Remember that brave, cogent, sharp, quick media that was right in there and reported on the horrors of Katrina?

Well, WHAT HAPPENED?

They all DROPPED the STORY for Anna Nicole, Paris Hilton, et al.

So WTF?

What happened to that incisive, bold, dashing and daring MSM?

Why did they LEAVE New Orleans to ROT?

Out of sight, out of Amurka's mind, just like the WARS!!!!

SHIT MSM!!!

Buy, hey, SOME PEOPLE came out of Katrina good!]


"Barbour contacts gain from recovery; Miss. governor's ties raise concern" by Timothy J. Burger/Bloomberg News August 19, 2007

WASHINGTON -- Many Mississippians have benefited from Governor Haley Barbour's efforts to rebuild the state's devastated Gulf Coast in the two years since Hurricane Katrina struck. The $15 billion or more in federal aid the former Republican national chairman attracted has reopened casinos and helped resettle residents.

Among the beneficiaries are Barbour's own family and friends, who have earned hundreds of thousands of dollars from hurricane-related business. A nephew, one of two who are lobbyists, saw his fees more than double in the year after his uncle appointed him to a special reconstruction panel.
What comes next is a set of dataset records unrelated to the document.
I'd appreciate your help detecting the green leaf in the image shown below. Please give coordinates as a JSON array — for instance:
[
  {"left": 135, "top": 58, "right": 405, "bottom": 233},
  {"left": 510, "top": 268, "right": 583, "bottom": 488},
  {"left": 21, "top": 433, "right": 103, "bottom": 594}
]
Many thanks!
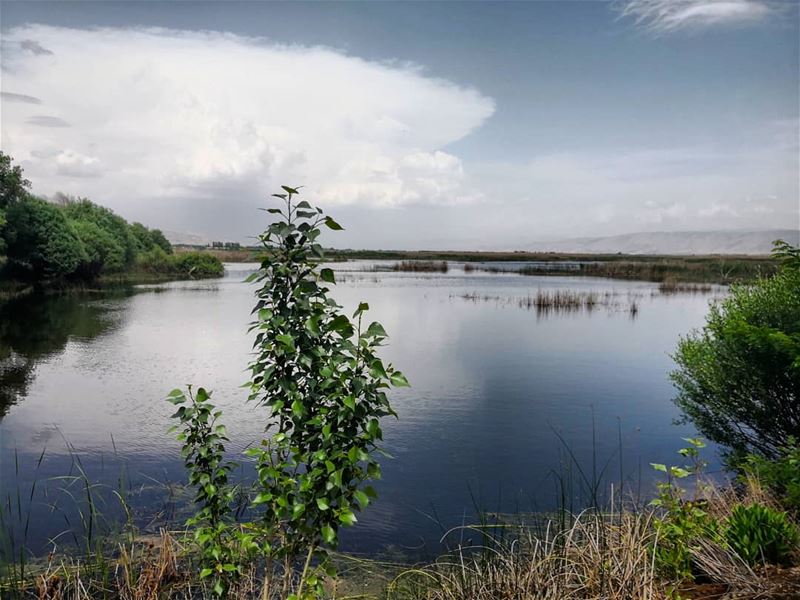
[
  {"left": 355, "top": 490, "right": 369, "bottom": 509},
  {"left": 339, "top": 510, "right": 358, "bottom": 525},
  {"left": 389, "top": 371, "right": 411, "bottom": 387},
  {"left": 365, "top": 321, "right": 387, "bottom": 337},
  {"left": 292, "top": 399, "right": 303, "bottom": 417},
  {"left": 367, "top": 419, "right": 381, "bottom": 437},
  {"left": 325, "top": 217, "right": 344, "bottom": 231},
  {"left": 322, "top": 525, "right": 336, "bottom": 545}
]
FBI agents in June raided a company owned by the wife of a third nephew, which maintained federal emergency-management trailers.

Meanwhile, the governor's former lobbying firm, which he says is still making payments to him, has represented at least four clients with business linked to the recovery.

No evidence has surfaced that Barbour violated the law; at the same time, the pattern that emerges from public records and interviews raises "many red flags," said Ken Boehm, chairman of the National Legal and Policy Center, a watchdog group in Falls Church, Va., that investigates the investments of government officials. "At the minimum, the public is entitled to a full explanation of the facts," he said.

Barbour, 59, who is running for reelection this year, turned down an interview request.

Mississippi records show that Henry and Austin Barbour, sons of Haley's older brother Jeppie, registered as state lobbyists soon after their uncle was elected in 2003. In January 2004, Henry, who managed the gubernatorial campaign, and Austin joined Capitol Resources LLC in Jackson, which represented such big-name clients as Lorillard Tobacco Co.

In July 2005, Capitol Resources signed on to represent Government Consultants Inc., a local firm that advises Mississippi and Louisiana on state bond issues. Deborah Phillips, president of Government Consultants, praised the work of Capitol Resources, saying Henry, 43, and Austin, 31, have "good resources."

After the Aug. 29, 2005, storm, Haley Barbour formed the Governor's Commission on Recovery, Rebuilding and Renewal and appointed Henry Barbour as its unpaid executive director. In an e-mail, Henry Barbour says he took a leave of absence from lobbying while volunteering on the commission.

Government Consultants paid $65,000 for Henry Barbour's lobbying from July 2005 through 2006, a period that included his work on the governor's commission, state records show. Principals in the firm also gave at least $27,500 to Haley Barbour's reelection campaign in 2006; Henry Barbour is the campaign's treasurer.

[They just can't help lying, can they?]

Among the commission's recommendations was the sale of bonds to finance the Katrina recovery. According to state reports and figures provided by Government Consultants, the firm landed about $2.4 million in Mississippi bond fees in 2006, including at least $400,000 from Katrina-related issues.

All told, Henry Barbour's lobbying fees -- $150,000 in 2004, his uncle's first year in office -- rose to $183,000 in 2005, the year of the hurricane, and $379,000 last year.

In his e-mail, Henry Barbour said, "I don't have any role with state bond issues in Mississippi." Steve Pittman, vice president of Government Consultants, said in an e-mail that most of the fees the company earns are awarded by cities and counties, not by the state.

Barbour said in his e-mail that he worked hard "to help position Mississippi for the best possible recovery," adding that having "the same last name as Governor Barbour clearly puts a target on my back." He said Capitol Resources decided after the storm "to not take any new, recovery-related clients."

[Piggies at the trough -- PROFITING off SUFFERING!

That's AmerKa's government under George W. Bush: MISERY = MONEY!]